Project takes form: Humans of SJU
Elena’s necklace is in the shape of a heart with a peace sign inside of it. She keenly watches everyone in the bustling D’Angelo Center Starbucks through her pink glasses, looking for interesting characters. “Everyone has their own story to tell,” she says softly.
Elena has a story too.
She is a freshman, she commutes from Rego Park and she goes to classes and is involved on campus like any other student. But unlike most students, she spends her free time at St. John’s snapping photographs and conducting interviews.
Elena, who prefers to use only her first name to preserve the integrity of the page, is the woman behind the curtain of Humans of St. John’s University, the Facebook page that has garnered hundreds of “likes” since its launch on Sept. 18.
The inspiration for the website was Humans of New York, Brandon Stanton’s “photographic census” of the diversity in New York City. Elena credits Stanton on her Facebook page, but is taking her own spinoff in a different direction. Her page differs from the original in small but noticeable ways, such as: conversations rather than stand-alone quotes, compiling videos and posting inspirational quotes on Sundays.
“Everyone has their own beauty,” she explains. “Sometimes it takes just a few seconds to find it, to notice the beauty, the uniqueness.”
Part of her motivation in starting the page was to expand her social circle. When she started at SJU, soft-spoken Elena “noticed that college is different. I started just talking to people. It’s a good way to meet people.”
“I like to ask ‘What’s your advice for the world?’” she says as she approaches one of the coffeehouse tables. A girl in a blue dress with a studded collar is using the computer at the table, her head propped up on an arm full of bracelets.
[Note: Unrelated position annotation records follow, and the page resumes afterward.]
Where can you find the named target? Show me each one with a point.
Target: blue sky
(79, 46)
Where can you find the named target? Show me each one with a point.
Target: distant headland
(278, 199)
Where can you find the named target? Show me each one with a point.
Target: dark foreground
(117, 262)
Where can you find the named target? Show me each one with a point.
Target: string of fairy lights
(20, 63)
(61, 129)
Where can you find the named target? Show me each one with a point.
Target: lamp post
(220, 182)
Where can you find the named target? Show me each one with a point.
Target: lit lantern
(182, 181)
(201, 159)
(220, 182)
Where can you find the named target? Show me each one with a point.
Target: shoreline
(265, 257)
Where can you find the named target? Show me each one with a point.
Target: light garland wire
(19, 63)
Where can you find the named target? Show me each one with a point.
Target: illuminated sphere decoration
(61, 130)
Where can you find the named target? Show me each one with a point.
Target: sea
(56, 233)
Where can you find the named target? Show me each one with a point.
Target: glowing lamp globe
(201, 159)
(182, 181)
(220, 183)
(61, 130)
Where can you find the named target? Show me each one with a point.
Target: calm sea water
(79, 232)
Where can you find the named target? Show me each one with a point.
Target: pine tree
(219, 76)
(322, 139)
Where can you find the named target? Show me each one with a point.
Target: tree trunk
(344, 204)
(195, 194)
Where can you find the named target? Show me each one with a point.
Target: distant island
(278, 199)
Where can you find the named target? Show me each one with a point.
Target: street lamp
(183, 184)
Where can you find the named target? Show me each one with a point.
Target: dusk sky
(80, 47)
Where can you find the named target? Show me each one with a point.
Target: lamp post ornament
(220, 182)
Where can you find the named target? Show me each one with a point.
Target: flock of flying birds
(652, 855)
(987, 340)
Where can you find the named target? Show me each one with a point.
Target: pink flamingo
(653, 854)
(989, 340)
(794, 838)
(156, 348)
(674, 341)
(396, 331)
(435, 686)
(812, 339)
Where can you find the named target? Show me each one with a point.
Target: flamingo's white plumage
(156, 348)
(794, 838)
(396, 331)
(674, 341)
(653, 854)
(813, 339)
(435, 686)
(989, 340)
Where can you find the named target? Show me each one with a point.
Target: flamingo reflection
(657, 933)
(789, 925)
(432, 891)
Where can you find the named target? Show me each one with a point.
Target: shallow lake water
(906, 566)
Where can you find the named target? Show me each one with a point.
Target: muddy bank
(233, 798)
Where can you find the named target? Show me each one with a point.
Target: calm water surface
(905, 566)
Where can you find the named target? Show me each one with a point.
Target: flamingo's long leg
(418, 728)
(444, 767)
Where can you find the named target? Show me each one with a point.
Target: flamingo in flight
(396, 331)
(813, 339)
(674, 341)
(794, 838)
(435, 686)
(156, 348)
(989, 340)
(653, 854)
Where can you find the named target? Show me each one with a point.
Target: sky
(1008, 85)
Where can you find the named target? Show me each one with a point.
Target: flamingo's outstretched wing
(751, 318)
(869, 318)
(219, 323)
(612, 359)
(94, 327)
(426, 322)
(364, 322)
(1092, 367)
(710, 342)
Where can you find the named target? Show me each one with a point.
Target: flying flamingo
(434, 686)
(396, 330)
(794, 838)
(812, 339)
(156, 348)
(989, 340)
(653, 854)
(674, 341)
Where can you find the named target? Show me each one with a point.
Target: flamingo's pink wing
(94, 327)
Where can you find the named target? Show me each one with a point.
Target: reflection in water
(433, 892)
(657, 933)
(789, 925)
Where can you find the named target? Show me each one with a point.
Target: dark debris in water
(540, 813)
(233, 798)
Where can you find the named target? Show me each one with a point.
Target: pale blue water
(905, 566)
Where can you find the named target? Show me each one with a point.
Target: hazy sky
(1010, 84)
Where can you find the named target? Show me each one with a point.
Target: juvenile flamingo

“Hi!” Elena says to the girl. “Can I take your picture?”
Elena chooses her subjects deliberately. “I like to look for people who are really involved in what they’re doing,” she said. For the most part, the shots are not posed, although subjects do sign a release form giving her the right to use their image. After taking the photographs (two or three for each subject) she conducts a short interview, an attempt to get a poignant quote that will accompany the snapshot on her website.
Thus far, Elena has featured dozens of professors, priests and students who represent the diversity at St. John’s.
The girl at the table, Moira Shannon, is already a fan of Humans of St. John’s and willingly consents to be photographed.
“Can I take a picture of your bracelets?” Elena asks. She pulls her Canon Rebel out of her Aeropostale tote and focuses.
“They all have a story,” Shannon explains, describing what each one means to her. Later that day, Elena will upload her picture to Humans of St. John’s University, along with a photo of the bracelets and a link to Moira’s website.
In an effort to build on the momentum of Humans of St. John’s, Elena is attempting to begin a club—The Social Experiment—through the Power to Organize process at St. John’s next semester. Humans of St. John’s got so much attention that she thinks it should expand. For now, Humans of St. John’s will remain a solo project, although she does occasionally accept submissions.
What’s Elena’s advice for the world? “If you really love something, just do it, and notice the beauty in everything.”